# Show Me Your Perfect Breakfast Egg



## Chief Longwind Of The North (Dec 18, 2021)

I made tis egg dish for breakfast this morning.  They are called basted eggs, which seams a misnomer to me, as they are gently fried, then steamed.  My Stepfather basted his eggs in the bacon greased, splashing the hot grease over top until the membrane turned pink on top of the yolk.  For these eggs, I melted a pat of butter in a non-stick skillet over medium heat.  Just when the butter started to bubble. I sprinkled salt and pepper onto the pan where the eggs would be placed.  I then broke the eggs onto the pan and cooked just until most of the egg white set.  I then place about two tbs. of water into the pan and put on the pan lid.  The scant amount of water quickly turned to steam and finished cooking the egg, no runny whites, and a perfectly runny egg yolk.  I plated the egg, and grilled a piece of bread in the same pan.

These eggs come out as delicate as a perfectly poached egg, but are so easy to make.  The seasoning on the bottom of the egg  enhances the presentation, IMHO.  If you haven't tried this method, and like what we called dunkin' eggs, as a child, or dippy eggs, give this a try.  i believe you will enjoy the results.

Seeeeya; Chief Longwind of the North


----------



## Just Cooking (Dec 18, 2021)

Those are lovely, Chief. One of my favorite methods also.  

Ross


----------



## AwesomeOpossum74 (Dec 18, 2021)

I keep it simple.  Fried in bacon grease, or butter if grease isn't available, on medium-low.  Salt and pepper (maybe a little paprika).  When whites are done, flip to sear the top a little, then onto the plate and into my belly.


----------



## GinnyPNW (Dec 18, 2021)

We love basted eggs!  I also like using a Froach Pod to make eggs.  I just like that it keeps them round, for sandwiches and the like.  https://www.worldmarket.com/product/joseph+joseph+froach+pods+silicone+egg+rings+2+pack.do?sortby=ourPicks&from=Search

Although, lately, if I want to make a batch of egg sandwiches for quick breakfasts from the freezer, I'll use a bun size muffin pan.


----------



## Cooking Goddess (Dec 18, 2021)

I've made steamed eggs since I was in my teens. My great aunt lived with us; before she was widowed, she and her husband owned a "lunch counter" restaurant. She made steamed eggs on the flat top then. Showed me how to do them in a pan. 
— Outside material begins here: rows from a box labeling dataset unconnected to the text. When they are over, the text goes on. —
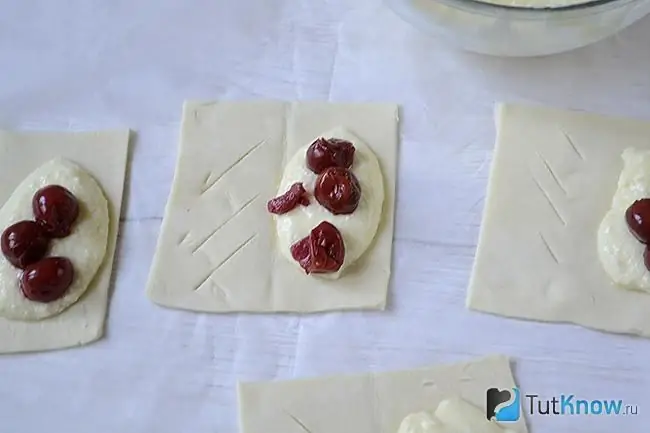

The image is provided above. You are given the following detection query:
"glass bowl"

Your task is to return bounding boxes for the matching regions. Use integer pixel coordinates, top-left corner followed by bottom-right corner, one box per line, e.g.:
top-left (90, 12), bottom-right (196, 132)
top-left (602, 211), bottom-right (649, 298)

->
top-left (385, 0), bottom-right (650, 57)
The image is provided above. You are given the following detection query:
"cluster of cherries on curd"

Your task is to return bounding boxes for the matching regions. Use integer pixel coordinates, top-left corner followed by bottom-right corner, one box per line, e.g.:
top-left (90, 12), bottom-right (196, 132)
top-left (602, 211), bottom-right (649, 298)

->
top-left (0, 185), bottom-right (79, 303)
top-left (267, 138), bottom-right (361, 274)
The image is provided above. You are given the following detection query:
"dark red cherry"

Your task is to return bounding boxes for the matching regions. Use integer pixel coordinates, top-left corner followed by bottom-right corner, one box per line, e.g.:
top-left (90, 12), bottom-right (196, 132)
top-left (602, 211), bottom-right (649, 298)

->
top-left (0, 221), bottom-right (49, 269)
top-left (20, 257), bottom-right (74, 303)
top-left (314, 167), bottom-right (361, 215)
top-left (306, 138), bottom-right (354, 174)
top-left (266, 182), bottom-right (309, 215)
top-left (32, 185), bottom-right (79, 238)
top-left (625, 198), bottom-right (650, 244)
top-left (291, 221), bottom-right (345, 274)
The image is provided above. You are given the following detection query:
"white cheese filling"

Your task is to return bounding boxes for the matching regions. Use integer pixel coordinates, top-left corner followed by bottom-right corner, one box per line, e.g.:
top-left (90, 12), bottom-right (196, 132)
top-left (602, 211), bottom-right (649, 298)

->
top-left (0, 158), bottom-right (109, 320)
top-left (275, 128), bottom-right (384, 278)
top-left (598, 148), bottom-right (650, 291)
top-left (397, 397), bottom-right (512, 433)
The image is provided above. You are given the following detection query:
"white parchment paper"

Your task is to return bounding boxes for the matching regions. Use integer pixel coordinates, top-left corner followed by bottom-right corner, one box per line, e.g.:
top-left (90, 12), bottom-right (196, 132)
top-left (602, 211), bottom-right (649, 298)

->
top-left (0, 0), bottom-right (650, 433)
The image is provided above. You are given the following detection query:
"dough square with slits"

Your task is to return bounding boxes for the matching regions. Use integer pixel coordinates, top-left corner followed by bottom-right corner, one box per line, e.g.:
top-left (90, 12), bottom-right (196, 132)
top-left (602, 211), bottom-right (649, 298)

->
top-left (147, 101), bottom-right (398, 312)
top-left (0, 130), bottom-right (129, 353)
top-left (238, 355), bottom-right (527, 433)
top-left (467, 104), bottom-right (650, 337)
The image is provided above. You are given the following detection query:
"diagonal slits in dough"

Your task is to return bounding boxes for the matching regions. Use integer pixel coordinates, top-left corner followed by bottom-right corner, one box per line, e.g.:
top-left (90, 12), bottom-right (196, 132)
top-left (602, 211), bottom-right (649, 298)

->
top-left (284, 410), bottom-right (314, 433)
top-left (194, 233), bottom-right (257, 292)
top-left (533, 176), bottom-right (566, 226)
top-left (190, 193), bottom-right (260, 254)
top-left (201, 140), bottom-right (266, 195)
top-left (535, 152), bottom-right (566, 195)
top-left (538, 232), bottom-right (560, 264)
top-left (562, 131), bottom-right (585, 161)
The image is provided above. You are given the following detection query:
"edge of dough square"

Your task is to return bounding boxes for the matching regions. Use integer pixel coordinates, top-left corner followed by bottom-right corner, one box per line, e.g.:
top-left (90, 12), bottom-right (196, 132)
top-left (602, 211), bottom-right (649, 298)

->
top-left (467, 104), bottom-right (650, 337)
top-left (238, 355), bottom-right (527, 433)
top-left (0, 130), bottom-right (130, 353)
top-left (147, 101), bottom-right (398, 313)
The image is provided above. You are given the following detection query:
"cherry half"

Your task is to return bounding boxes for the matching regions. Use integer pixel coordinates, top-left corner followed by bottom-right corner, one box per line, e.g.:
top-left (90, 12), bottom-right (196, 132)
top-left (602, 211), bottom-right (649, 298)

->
top-left (0, 221), bottom-right (49, 269)
top-left (291, 221), bottom-right (345, 274)
top-left (20, 257), bottom-right (74, 303)
top-left (266, 182), bottom-right (309, 215)
top-left (32, 185), bottom-right (79, 238)
top-left (306, 137), bottom-right (354, 174)
top-left (314, 167), bottom-right (361, 215)
top-left (625, 198), bottom-right (650, 244)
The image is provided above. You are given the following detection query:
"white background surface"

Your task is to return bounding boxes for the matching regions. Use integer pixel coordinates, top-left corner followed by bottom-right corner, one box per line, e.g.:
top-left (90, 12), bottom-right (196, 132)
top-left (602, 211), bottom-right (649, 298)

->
top-left (0, 0), bottom-right (650, 433)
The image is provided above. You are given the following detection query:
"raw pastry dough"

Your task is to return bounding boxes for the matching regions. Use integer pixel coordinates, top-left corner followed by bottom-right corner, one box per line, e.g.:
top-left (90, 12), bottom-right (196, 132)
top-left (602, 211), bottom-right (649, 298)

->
top-left (147, 102), bottom-right (397, 312)
top-left (0, 158), bottom-right (109, 320)
top-left (274, 128), bottom-right (384, 279)
top-left (239, 356), bottom-right (526, 433)
top-left (0, 131), bottom-right (129, 353)
top-left (467, 105), bottom-right (650, 336)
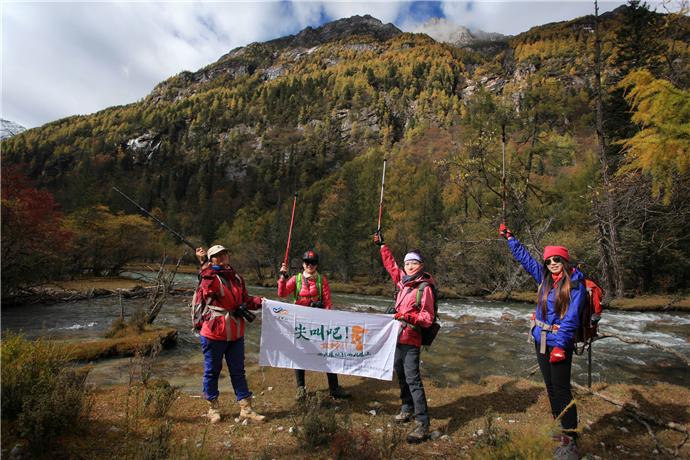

When Himself and I got married, he told me how his Mom would baste eggs with bacon grease, something we didn't do. I switched him over to steamed pretty quick!


----------



## Kaneohegirlinaz (Dec 18, 2021)

Eggs and I are not the best of friends, sometimes we just don't get along.
But when I do eat Eggs I prefer the "steamed" basted Egg

or
Poached for Egg Benies


*btw these eggs are not perfect by any stretch of the imagination, but tasty none the less


----------



## dragnlaw (Dec 19, 2021)

My idea of a perfect breakfast egg..  is poached on leftover (usually) or fresh ingredients.  Usually starts with a piece of toast or English Muffin under.  Vegies vary from spinach to asparagus, mushrooms, onion, zucchini. Shrimp, bacon, ham. Then finally topped with the poached egg. (stock pictures)


----------



## GinnyPNW (Dec 19, 2021)

Kaneohegirlinaz said:


> **btw these eggs are not perfect by any stretch of the imagination, but tasty none the less*
> 
> They look pretty darn perfect to me!


----------



## Kaneohegirlinaz (Dec 19, 2021)

GinnyPNW said:


> Kaneohegirlinaz said:
> 
> 
> > **btw these eggs are not perfect by any stretch of the imagination, but tasty none the less*
> ...


----------



## Silversage (Dec 20, 2021)

My perfect egg - perfectly poached, on a bed of sauteed spinach & mushrooms, atop a toasted English muffin, and finished off with grated Parmesan Reggiano.


----------



## dragnlaw (Dec 20, 2021)

How strange, *Silversage*, as similar as your beautiful egg is to mine, I never thought of grating on some Parm!  Often some cheddar under but never Parm above! LOL


----------



## Andy M. (Dec 20, 2021)

For me it's all about the yolk. A perfectly cooked runny yolk is one of the most captivating flavors ever. When frying eggs, I usually trim off much of the egg white and just focus on the yolk.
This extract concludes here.